Galilee Diary #566, February 29, 2012
Marc Rosenstein
All glorious is the king's daughter within the palace...
-Psalm 45:14
Until the beginning of Zionist immigration in the early 1880s, the
Jewish population of the land of Israel was entirely "Ultra-orthodox,"
concentrated in the four "holy cities" of Jerusalem, Safed, Hebron and
Tiberias. This community saw its mission as to study Torah, pray, and
live piously in the land on behalf of the rest of the Jewish people who
did not have that privilege, and thus to maintain our spiritual pathway
to God and our connection to the land. Most of these Jews lived in
poverty, supported by the "chalukah," a kind of UJA that organized
fundraising abroad and distribution here in Israel. In the second half
of the 19th century, the insufficiency of the chalukah system, and the
faint breezes of modernity that arrived here, led to some modest
experiments in modernization, in the form of new neighborhoods outside
the walled cities, vocational training, and attempts at agriculture.
Conflict between this "Old Yishuv" (community) and the Zionist
pioneers was inevitable, not least because these Ultra-orthodox Jews
represented to the Zionists everything that they did not want to be, the
very epitome of the Judaism against which Zionism was rebelling.
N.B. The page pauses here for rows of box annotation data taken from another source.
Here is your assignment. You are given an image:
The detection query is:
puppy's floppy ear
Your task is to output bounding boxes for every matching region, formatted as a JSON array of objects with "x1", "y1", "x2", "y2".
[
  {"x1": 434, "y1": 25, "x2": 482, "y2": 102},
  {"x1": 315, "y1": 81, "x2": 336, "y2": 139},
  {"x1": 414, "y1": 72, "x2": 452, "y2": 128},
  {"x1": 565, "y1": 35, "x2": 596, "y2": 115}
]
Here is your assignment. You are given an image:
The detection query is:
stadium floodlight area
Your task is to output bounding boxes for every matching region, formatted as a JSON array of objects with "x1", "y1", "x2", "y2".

And
the Old Yishuv, which saw its mission as to preserve a holy, traditional
life style against the encroachments of modernity, felt severely
threatened by these new arrivals from Europe.
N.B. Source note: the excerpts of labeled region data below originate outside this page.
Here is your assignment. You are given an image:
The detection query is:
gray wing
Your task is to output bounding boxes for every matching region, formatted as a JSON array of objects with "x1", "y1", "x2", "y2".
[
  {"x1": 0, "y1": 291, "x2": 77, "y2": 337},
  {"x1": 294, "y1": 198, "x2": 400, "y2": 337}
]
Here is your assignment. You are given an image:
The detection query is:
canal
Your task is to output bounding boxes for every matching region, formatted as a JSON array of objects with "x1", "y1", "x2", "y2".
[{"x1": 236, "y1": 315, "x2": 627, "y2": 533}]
One of the first major confrontations occurred in the early years of
British rule (1918-19) when the process of creating the promised "Jewish
National Home" got underway with the setting up of an autonomous
governing body for the Jews in Palestine. At that point the Jewish
population of under 60,000 was divided roughly evenly between the Old
Yishuv and the New Yishuv. In seeking to create democratic institutions,
the issue of women's suffrage, active and passive (i.e., active =
voting; passive = being elected), became a serious bone of
contention. The Orthodox Zionists went along with the rest of the New
Yishuv, in insisting on equality. But for the Old Yishuv, this became a
do-or-die symbolic issue that would determine the possibility of their
participation in the state-building process. Their motto was the above
verse from Psalm 45, with the emphasis on the word "within." Note, by
the way, that this struggle coincided with that for women's suffrage in
the United States; the 19th Amendment was not passed until 1920.
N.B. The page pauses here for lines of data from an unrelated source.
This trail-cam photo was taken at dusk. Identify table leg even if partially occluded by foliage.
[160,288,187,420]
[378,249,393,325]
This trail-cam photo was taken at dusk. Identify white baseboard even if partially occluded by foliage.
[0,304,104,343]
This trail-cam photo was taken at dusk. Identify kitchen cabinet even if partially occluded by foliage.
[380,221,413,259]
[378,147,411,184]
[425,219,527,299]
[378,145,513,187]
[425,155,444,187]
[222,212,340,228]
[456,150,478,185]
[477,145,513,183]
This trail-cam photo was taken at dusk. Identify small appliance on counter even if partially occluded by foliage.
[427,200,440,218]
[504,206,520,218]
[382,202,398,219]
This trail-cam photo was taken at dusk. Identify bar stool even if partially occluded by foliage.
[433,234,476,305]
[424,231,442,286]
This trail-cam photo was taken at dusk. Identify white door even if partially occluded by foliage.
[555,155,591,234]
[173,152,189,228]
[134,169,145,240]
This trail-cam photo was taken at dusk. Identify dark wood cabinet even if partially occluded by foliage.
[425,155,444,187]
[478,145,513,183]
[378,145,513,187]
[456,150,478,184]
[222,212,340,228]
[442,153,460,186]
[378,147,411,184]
The Old Yishuv quickly lost this battle, and was left with the clear
understanding that it was doomed to an unending defensive struggle to
maintain the values and lifestyle it perceived as holy and timeless. The
Zionists, for their part, continued to see the Old Yishuv through the
eyes of the anti-semites they had left behind in Europe as backwards,
benighted, and parasitical, and thus as a threat to their own self-image
as "New Jews," strong and self-reliant and modern.
Each side was pretty sure that the other would soon fade away, an
annoying blip in the flow of Jewish history, to be tolerated,
reluctantly, in the hope that that day of redemption would come soon. A
century later no one has disappeared; here we all are, still fighting
the same battle over and over again, with gender equality remaining the
central symbolic issue of the conflict.